EM 2024: Spanien besiegt England und ist Rekord-Europameister
Fünfundvierzig Minuten lang war es kein großes Finale, ein Spiel, das auf dem Rasen nicht das Versprechen einlöste, das mit dem atmosphärischen Vorspiel in der Stadt verbunden war: ein Tag, wie er das Turnier kaum stimmungsvoller hätte beschließen können.
Aber was dann in der zweiten Hälfte noch passierte im Berliner Olympiastadion, setze einen packenden Schlusspunkt unter diese Europameisterschaft – mit dem besseren Ende für Spanien, das sich mit 2:1 gegen England durchsetzte.

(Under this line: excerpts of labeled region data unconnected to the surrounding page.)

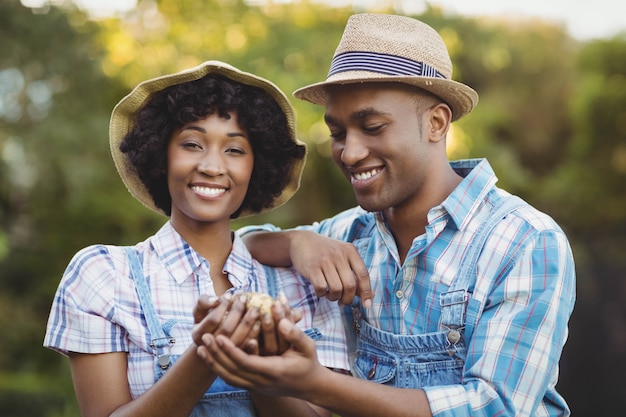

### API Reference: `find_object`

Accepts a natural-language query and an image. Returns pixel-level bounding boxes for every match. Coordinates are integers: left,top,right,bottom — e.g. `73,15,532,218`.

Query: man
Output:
193,14,575,417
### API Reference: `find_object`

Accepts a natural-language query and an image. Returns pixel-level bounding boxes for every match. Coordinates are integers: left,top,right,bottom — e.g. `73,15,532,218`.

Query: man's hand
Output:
191,294,261,351
286,230,372,308
197,319,332,397
192,294,302,355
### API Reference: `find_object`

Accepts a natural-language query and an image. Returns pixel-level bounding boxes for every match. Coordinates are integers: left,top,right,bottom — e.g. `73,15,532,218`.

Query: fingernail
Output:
276,292,289,304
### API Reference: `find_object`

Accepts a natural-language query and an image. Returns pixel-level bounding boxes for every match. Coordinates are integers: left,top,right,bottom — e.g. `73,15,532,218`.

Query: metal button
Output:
446,330,461,345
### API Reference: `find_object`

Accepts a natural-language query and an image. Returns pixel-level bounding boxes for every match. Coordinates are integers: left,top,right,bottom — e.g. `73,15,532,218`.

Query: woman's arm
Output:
70,345,215,417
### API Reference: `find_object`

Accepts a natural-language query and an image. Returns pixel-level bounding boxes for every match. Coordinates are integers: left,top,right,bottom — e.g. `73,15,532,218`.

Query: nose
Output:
340,133,369,166
198,151,226,177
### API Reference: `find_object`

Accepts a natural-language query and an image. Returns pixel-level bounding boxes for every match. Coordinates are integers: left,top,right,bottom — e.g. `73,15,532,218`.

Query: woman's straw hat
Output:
294,13,478,121
109,61,305,218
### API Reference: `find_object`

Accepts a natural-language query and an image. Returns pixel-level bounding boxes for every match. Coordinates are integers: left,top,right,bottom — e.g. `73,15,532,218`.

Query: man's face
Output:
325,83,436,211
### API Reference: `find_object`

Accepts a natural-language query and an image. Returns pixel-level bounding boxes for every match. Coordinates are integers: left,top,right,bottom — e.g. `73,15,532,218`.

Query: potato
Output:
244,292,276,315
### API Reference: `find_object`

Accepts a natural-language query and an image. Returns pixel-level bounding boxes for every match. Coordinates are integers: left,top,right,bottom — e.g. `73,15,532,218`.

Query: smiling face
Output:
325,83,445,216
167,113,254,226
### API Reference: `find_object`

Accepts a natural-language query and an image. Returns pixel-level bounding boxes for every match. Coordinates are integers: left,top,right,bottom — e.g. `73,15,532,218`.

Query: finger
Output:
306,270,328,298
261,312,278,355
191,295,231,344
230,307,259,346
318,265,343,301
267,300,293,355
215,295,246,337
202,335,254,390
277,320,316,357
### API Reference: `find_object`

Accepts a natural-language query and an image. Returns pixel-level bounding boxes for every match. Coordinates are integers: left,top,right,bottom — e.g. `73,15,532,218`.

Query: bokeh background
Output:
0,0,626,417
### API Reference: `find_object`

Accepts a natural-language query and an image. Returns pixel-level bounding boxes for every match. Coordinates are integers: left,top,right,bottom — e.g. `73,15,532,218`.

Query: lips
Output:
191,185,227,197
352,168,382,181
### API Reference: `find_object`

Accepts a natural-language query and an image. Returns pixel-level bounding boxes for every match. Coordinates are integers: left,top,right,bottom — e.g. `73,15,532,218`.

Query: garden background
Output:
0,0,626,417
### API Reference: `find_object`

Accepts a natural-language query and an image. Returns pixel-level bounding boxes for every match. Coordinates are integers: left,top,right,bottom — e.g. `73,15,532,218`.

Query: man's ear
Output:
426,103,452,142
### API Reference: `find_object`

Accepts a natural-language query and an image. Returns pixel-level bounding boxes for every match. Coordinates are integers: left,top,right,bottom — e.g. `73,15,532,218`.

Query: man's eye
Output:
330,132,346,140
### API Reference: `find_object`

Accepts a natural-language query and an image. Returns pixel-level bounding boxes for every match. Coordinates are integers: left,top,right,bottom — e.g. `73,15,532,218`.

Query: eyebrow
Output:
181,125,248,139
324,107,389,124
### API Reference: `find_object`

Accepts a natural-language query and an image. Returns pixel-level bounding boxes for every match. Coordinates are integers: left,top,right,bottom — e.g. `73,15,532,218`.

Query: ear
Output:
426,103,452,142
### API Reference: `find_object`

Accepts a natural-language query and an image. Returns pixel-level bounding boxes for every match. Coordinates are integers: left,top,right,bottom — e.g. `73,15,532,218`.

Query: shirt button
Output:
446,330,461,345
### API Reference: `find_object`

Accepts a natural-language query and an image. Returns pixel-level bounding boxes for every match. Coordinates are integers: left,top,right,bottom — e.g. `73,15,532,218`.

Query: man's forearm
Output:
242,230,299,266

Zuerst war es die Art und Weise, wie die Roten in einer für sie höchst unbequemen Lage für einen Moment überwältigender Klasse sorgten. Rodri, ihre Königsfigur im zentralen Mittelfeld, hatte das Finale zur Pause verletzt verlassen müssen, schon im Viertelfinale gegen Deutschland hatten die Spanier Pedri nach acht Minuten verloren. Doch statt zu Grübeln wählte das Team von Luis de la Fuente den Weg nach vorn, und Lamine Yamal legte in der 47. Minute Nico Williams den Führungstreffer auf.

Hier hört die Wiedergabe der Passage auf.